Smart Groups' Scraping Error

Just got hold of the Criterion Collection (CC) of one of my favourite trilogies—Infernal Affairs. I have had the original Blu-ray rips show up just fine in Infuse, so thought I’d use the new Smart Groups feature to add the CC edition to the same titles. But… that doesn’t seem to work as advertised.

Here’s what my folder structure looks like—

Infernal Affairs (2002)
> Extras
- folder.jpg
- Infernal Affairs (2002) {edition-1 The Criterion Collection}-poster.jpg
- Infernal Affairs (2002) {edition-1 The Criterion Collection}.mkv
- Infernal Affairs (2002) {edition-2 Theatrical Release}-poster.jpg
- Infernal Affairs (2002) {edition-2 Theatrical Release}.mkv

Infernal Affairs II (2003)
> Extras
- folder.jpg
- Infernal Affairs II (2003) {edition-1 The Criterion Collection}-poster.jpg
- Infernal Affairs II (2003) {edition-1 The Criterion Collection}.mkv
- Infernal Affairs II (2003) {edition-2 Theatrical Release}-poster.jpg
- Infernal Affairs II (2003) {edition-2 Theatrical Release}.mkv

Infernal Affairs III (2003)
> Extras
- folder.jpg
- Infernal Affairs III (2003) {edition-1 The Criterion Collection}-poster.jpg
- Infernal Affairs III (2003) {edition-1 The Criterion Collection}.mkv
- Infernal Affairs III (2003) {edition-2 Theatrical Release}-poster.jpg
- Infernal Affairs III (2003) {edition-2 Theatrical Release}.mkv

When I open Infuse (and I have waited for it to scan for changes), this is how it shows up—

I now see 2 entries for Infernal Affairs instead of the 3 that should show up (based on my folder structure). The 3rd Infernal Affairs poster you see at the end of that same row, is actually a file form the Extras folder (which is supposed to be ignored, but, well, that’s another battle). Anyways, there are actually couple of things wrong here.

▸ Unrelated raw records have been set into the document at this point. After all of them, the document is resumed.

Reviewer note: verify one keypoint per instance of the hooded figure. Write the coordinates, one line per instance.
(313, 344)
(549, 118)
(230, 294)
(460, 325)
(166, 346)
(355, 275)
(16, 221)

  1. The poster shown is actually from Infernal Affairs II;
  2. But the title shows Infernal Affairs III; and
  3. It shows 4 items within that title, which again is wrong, because there are only 2 editions of every part.

Looking inside Infernal Affairs I, everything looks exactly the way it should. Fab!

But when I look into the wrongly scraped title, it shows me 4 files (2 from the 2nd part and 2 from the 3rd part) all under the same title.

Scrolling down to try and verify the file names, they seem right. But seem to be just getting scrapped wrongly. Infuse seems to think Infernal Affairs II and Infernal Affairs III are one and the same. They were released the same year (2003), but they are 2 different titles.

What am I doing wrong?

For whatever reason, the top result for ‘Infernal Affairs II’ on TMDB is Infernal Affairs III.

What you can do is use the Edit Metadata option to select the correct title for the 2 copies of II, or just swap the roman numerals in the filename to numbers.

EG

Infernal Affairs 3 (2003) {edition-1 The Criterion Collection}.mkv

Ah! Thanks @james. I’ll try changing the Roman numerals for now.

1 Like

The scraping algorithm has demonstrated difficulty properly identifying between similarly named titles when the only distinction between them are short words (or “words” as in the case of II vs III); and especially so when the titles wholly consist of a single short word. The algorithm by default fails to prioritize exact title matches over near-matches that include what ought to be exclusionary “extraneous” content (such as an additional I).

The reason this works is because TMDB users have previously identified the above issue and created alternative title entries to circumvent it.

Infuse relies on the top result as provided by TMDB for automatic matching. This is usually pretty reliable, but there are some edge cases like this where issues can come up.

You can see this on the TMDB site as well by searching for Infernal Affairs II.

Yes, I know. I wasn’t throwing blame at either of you (Firecore or TMDB). My presumption would be that TMDB controlled the search API and algorithm.

I’ve been posting screencaps of manual TMDB web site searches here for nearly two years; both when demonstrating this specific issue, and when helping other Infuse users here troubleshoot their own various scraping mismatch issues.

1 Like

Right, just wanted to clarify.

FWIW, the ‘scraping’ of names is done by Infuse. We filter out a bunch of irrelevant things that may be included in filenames and send the resulting title (with or without a year) to TMDB, and then we get a list of potential matches back.

1 Like

Important distinction; and I appreciate the correction. In the previous post (and probably several others) I have used the term to refer to the whole process — both the parsing of users’ media files’ filenames to generate search queries for the TMDB API (scraping?), and Infuse’s assignment of metadata to users’ files based on the paring of those filenames with the top search result returned for the provided search terms by TMDB (matching?).

Which word would be best used to refer to the whole process?

Indexing or scanning maybe?

  1. Look for files
  2. Get names
  3. Search for matches
  4. Pick match
  5. Download metadata/artwork
  6. Check file specs (codec, duration, etc…)
1 Like

This topic was automatically closed 30 days after the last reply. New replies are no longer allowed.